UPDATE II: Sacilotto responds on FB (here and then scroll to the post on his wall). One of the editors from Speculations asks Bryant question, gets an incomprehensible answer (“…because I think we need to take seriously the reality of things like the properties of corn or the existence of ozone holes.”) Hilarity everywhere!

UPDATE I: Sacilotto responds here (very nicely, I thought). Bryant adds another less emotional rant here. Nothing is clarified, of course. My favorite part, I know you want to know, comes at the end when Bryant imagines a conversation between himself, Zizek (?) and Sacilotto (ignoring his spelling of “hear” as “here” – for someone who writes so much, re-reading your own posts must be luxury one cannot afford)…

I have seen them all over the years, but this is one of the best: enjoy it before he comes to his senses and edits it. I passed over the review by Daniel Sacilotto initially, foolishly assuming it was unadulterated praise of all things “onticology” – I should read it now, because clearly it hit the nerve if Objectologist the Son is so pissed off and whiny:

I’m not interested in legislating what “true reality” is, but in shifting discussion from an obsessive focus on how we know, on how our minds relate to the world, to a discussion of how things, including humans, interact with one another. Assertions made within this framework are not a mere “subjective whim”, as Daniel suggests. He’s welcome to question claims and ask for reasons. It could turn out that various accounts are mistaken. Be specific. Critique the account. That’s how accounts become better. Don’t, however, throw sand in the engine of inquiry. Daniel, I’m sure you miss this, but the basic point is that we’re tired of discussing your issue. We want to ask other questions and attend to other issues. That doesn’t mean we’re unwilling to provide reasons.

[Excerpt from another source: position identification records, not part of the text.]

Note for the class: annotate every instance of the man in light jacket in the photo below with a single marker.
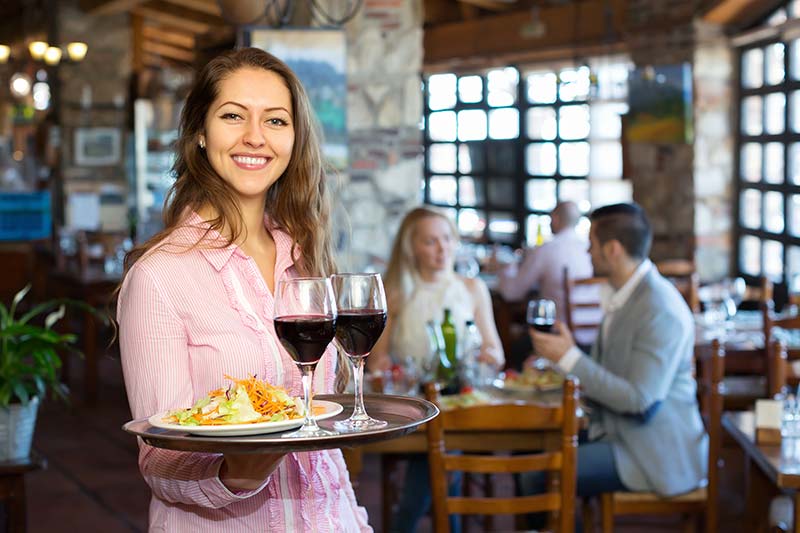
(645, 430)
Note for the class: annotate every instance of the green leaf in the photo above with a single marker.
(5, 318)
(22, 393)
(5, 395)
(54, 317)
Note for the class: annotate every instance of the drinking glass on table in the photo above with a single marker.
(541, 316)
(305, 321)
(361, 303)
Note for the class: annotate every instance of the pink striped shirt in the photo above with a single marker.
(186, 319)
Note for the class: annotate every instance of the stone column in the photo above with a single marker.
(713, 151)
(384, 113)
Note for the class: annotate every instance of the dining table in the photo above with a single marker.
(392, 452)
(771, 469)
(94, 287)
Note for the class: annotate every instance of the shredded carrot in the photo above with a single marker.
(262, 395)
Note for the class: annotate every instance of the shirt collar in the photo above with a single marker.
(218, 255)
(621, 296)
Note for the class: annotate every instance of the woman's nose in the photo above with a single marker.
(254, 136)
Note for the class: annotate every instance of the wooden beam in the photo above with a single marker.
(565, 26)
(493, 5)
(440, 12)
(137, 34)
(206, 6)
(108, 7)
(180, 17)
(734, 12)
(468, 11)
(172, 52)
(173, 37)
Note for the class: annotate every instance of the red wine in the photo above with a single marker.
(305, 337)
(543, 324)
(357, 330)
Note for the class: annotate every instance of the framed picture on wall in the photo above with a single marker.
(319, 58)
(96, 147)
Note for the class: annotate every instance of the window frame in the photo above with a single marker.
(519, 176)
(786, 138)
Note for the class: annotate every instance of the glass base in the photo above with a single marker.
(359, 424)
(311, 431)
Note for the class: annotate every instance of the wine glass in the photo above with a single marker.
(305, 321)
(362, 316)
(735, 289)
(541, 316)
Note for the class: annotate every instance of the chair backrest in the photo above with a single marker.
(762, 293)
(683, 274)
(778, 355)
(582, 301)
(713, 421)
(508, 417)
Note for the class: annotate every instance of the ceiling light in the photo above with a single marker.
(20, 85)
(38, 49)
(77, 50)
(53, 55)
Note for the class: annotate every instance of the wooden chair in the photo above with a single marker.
(703, 500)
(12, 489)
(762, 293)
(683, 274)
(509, 417)
(590, 308)
(771, 322)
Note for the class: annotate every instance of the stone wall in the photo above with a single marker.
(385, 141)
(94, 93)
(662, 173)
(713, 151)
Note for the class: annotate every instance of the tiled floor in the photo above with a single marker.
(92, 482)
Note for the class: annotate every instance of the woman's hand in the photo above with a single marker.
(247, 471)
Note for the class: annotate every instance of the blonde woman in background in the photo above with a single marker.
(420, 283)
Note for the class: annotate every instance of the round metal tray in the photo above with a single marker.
(403, 414)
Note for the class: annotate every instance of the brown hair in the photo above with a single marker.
(402, 268)
(297, 202)
(626, 223)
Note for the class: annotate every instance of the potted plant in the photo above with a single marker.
(29, 368)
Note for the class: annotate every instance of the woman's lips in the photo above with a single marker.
(250, 162)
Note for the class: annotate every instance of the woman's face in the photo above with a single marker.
(433, 244)
(249, 131)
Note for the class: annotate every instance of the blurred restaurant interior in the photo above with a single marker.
(494, 112)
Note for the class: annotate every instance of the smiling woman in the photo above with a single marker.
(249, 132)
(249, 207)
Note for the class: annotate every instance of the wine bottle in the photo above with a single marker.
(448, 372)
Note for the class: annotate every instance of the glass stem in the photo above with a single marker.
(307, 378)
(359, 412)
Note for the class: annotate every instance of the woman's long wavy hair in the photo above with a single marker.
(297, 202)
(402, 270)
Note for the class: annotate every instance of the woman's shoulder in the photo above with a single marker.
(169, 256)
(474, 285)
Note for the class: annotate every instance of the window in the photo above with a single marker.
(768, 170)
(503, 146)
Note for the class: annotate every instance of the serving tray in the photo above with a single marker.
(403, 414)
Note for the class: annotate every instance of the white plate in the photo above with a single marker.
(240, 430)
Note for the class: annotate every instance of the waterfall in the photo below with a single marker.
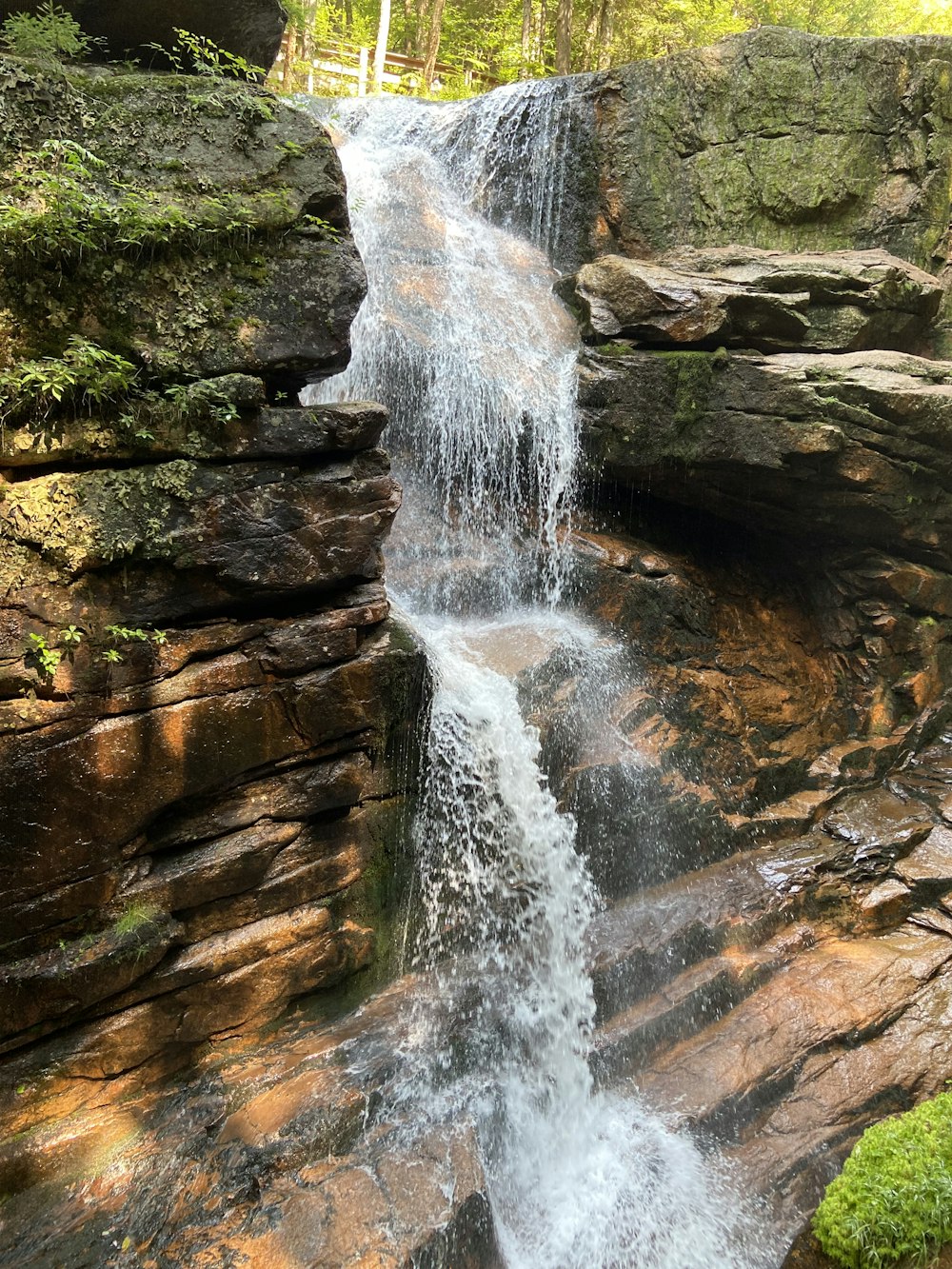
(456, 210)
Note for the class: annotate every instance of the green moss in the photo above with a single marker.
(893, 1200)
(693, 378)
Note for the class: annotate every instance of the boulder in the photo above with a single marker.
(249, 30)
(781, 138)
(834, 448)
(744, 297)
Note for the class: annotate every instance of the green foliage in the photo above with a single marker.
(109, 647)
(55, 212)
(893, 1200)
(483, 39)
(51, 34)
(135, 918)
(84, 377)
(44, 659)
(205, 56)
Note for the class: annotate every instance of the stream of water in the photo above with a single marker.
(456, 210)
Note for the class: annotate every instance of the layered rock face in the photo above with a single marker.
(767, 427)
(204, 700)
(780, 140)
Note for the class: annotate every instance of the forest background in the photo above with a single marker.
(466, 46)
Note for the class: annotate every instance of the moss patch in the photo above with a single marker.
(893, 1200)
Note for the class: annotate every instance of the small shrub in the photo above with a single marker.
(51, 34)
(893, 1200)
(135, 918)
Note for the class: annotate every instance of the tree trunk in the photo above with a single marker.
(381, 50)
(526, 38)
(605, 34)
(433, 37)
(288, 46)
(409, 27)
(564, 37)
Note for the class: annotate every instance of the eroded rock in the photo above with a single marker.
(772, 301)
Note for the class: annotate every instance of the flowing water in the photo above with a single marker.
(456, 210)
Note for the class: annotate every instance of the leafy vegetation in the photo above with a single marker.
(52, 34)
(893, 1200)
(482, 42)
(86, 376)
(205, 56)
(109, 647)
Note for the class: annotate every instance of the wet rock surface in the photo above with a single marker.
(204, 698)
(772, 301)
(781, 140)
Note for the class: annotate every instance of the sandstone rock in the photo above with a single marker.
(840, 993)
(783, 140)
(743, 297)
(250, 30)
(844, 448)
(929, 863)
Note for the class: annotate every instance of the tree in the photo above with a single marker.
(564, 37)
(380, 52)
(433, 37)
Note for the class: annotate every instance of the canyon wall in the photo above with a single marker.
(205, 704)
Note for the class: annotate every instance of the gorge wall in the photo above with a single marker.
(208, 704)
(205, 704)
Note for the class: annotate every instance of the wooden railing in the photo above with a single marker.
(350, 68)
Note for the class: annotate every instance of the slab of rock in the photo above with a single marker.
(841, 448)
(779, 138)
(744, 297)
(929, 863)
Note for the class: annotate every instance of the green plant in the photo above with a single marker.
(45, 659)
(55, 212)
(86, 376)
(893, 1200)
(133, 918)
(121, 635)
(208, 57)
(51, 34)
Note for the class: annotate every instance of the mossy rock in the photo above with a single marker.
(780, 138)
(197, 226)
(893, 1202)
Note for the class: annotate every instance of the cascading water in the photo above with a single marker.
(464, 340)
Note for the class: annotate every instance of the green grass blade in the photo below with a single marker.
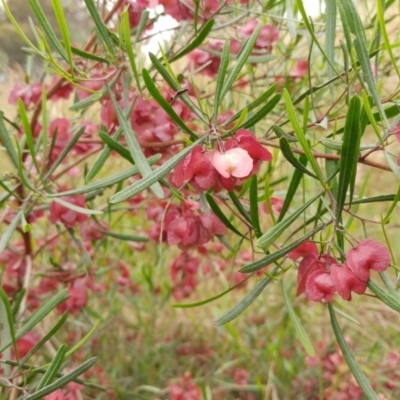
(59, 383)
(359, 376)
(298, 327)
(101, 28)
(155, 176)
(53, 368)
(203, 33)
(349, 154)
(301, 137)
(272, 257)
(247, 300)
(134, 147)
(242, 57)
(270, 237)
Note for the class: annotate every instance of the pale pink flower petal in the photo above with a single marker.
(234, 162)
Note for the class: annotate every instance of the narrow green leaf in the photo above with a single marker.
(38, 315)
(386, 297)
(6, 141)
(288, 154)
(293, 185)
(219, 213)
(349, 154)
(348, 356)
(124, 237)
(261, 113)
(272, 257)
(6, 330)
(203, 33)
(129, 47)
(101, 28)
(164, 103)
(270, 237)
(118, 148)
(102, 158)
(76, 208)
(301, 137)
(66, 150)
(242, 57)
(298, 327)
(106, 182)
(223, 67)
(210, 299)
(134, 147)
(254, 104)
(45, 338)
(60, 383)
(48, 30)
(330, 36)
(239, 206)
(27, 131)
(254, 215)
(62, 23)
(247, 300)
(7, 233)
(155, 176)
(173, 83)
(53, 368)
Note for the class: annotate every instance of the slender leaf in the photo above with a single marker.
(53, 368)
(254, 214)
(386, 297)
(294, 184)
(301, 137)
(219, 213)
(300, 331)
(203, 33)
(288, 154)
(106, 182)
(62, 23)
(261, 113)
(60, 383)
(272, 257)
(164, 103)
(155, 176)
(6, 140)
(134, 147)
(247, 300)
(349, 154)
(102, 29)
(223, 67)
(242, 57)
(348, 356)
(270, 237)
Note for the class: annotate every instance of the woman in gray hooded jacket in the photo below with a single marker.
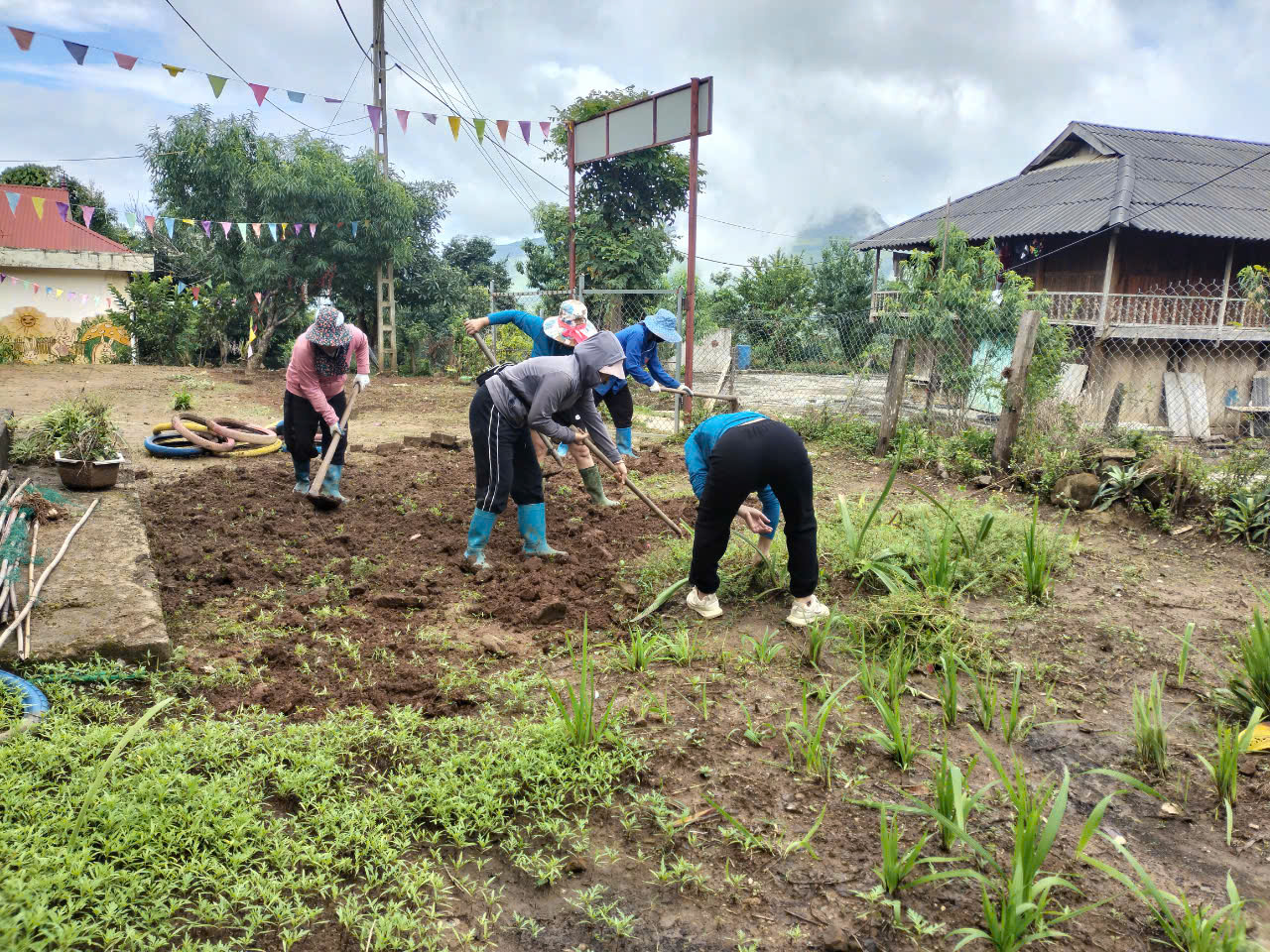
(506, 408)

Notice the switch from “he” to “you” in the end there – beautiful. I’m not even going to point out all the obvious “pot calling kettle black” nonsense. “Stop accusing us of being simpletons and idiots, you pathetic simpleton and idiot who cannot understand what we are doing” – read it and weep!

Wolfendale Strikes Back In Print


Gone are the days when philosophical blogosphere was discussing the “object-oriented ontology” (OOO) as some sort of a new philosophical phenomenon that required actual philosophical engagement and consideration. But Wolfendale persisted in treating it as such, dedicating large chunks of his blog (and time, I suppose) to the careful but largely thankless task of its critical assessment. It is fairly clear these days that it is mostly a matter of faith and conversion rather than any sort of rational debate, but it is still nice to see Wolfendale’s critique appear in print (hopefully serialized in 5-10 parts for future generations to enjoy repeatedly):

Let’s see if Graham Harman takes a large enough break from his missionary activity and writes a promised response to Wolfendale. My money is on “Not going to happen”…

“Who among them has not begun to shrug off the oppressive, anthropocentric legacy of Post-Kantian philosophy, bravely railing against the tyrannical correlationists of the continental academy, the dreary technicians of the analytic mainstream, and even the scientistic fury of its Neo-Kantian heirs?”

Writing About Things Is Still Just Writing.


Most are probably aware of ridiculous resurgence of Derrida-hate, initiated by OOO mischaracterization of his work as just “writing about books” – the “conversation” since took off on a number of blogs and most points are the same: no, he was not writing about books. My only lesson here is the following: those who claims that Derrida (and the rest of correlationist mafia) is only writing about books, texts, signifiers, language and other human-centered phenomena are proposing that we break out of that mold and get to the things themselves.

Fair enough, I say.

DO IT!

As some have already pointed out neither Harman’s recent books nor Bryant’s upcoming book are going to be full of empirical research, surveys, original data and so on. Writing about things and their non-human interaction is just writing about things, not actually getting your hands dirty with things or any kind of real paradigm change.

All this nonsense about “armchair philosophy” is just that, nonsense – if you’re really into practical engagement with things/objects, then leave your “armchair” jobs and get to work.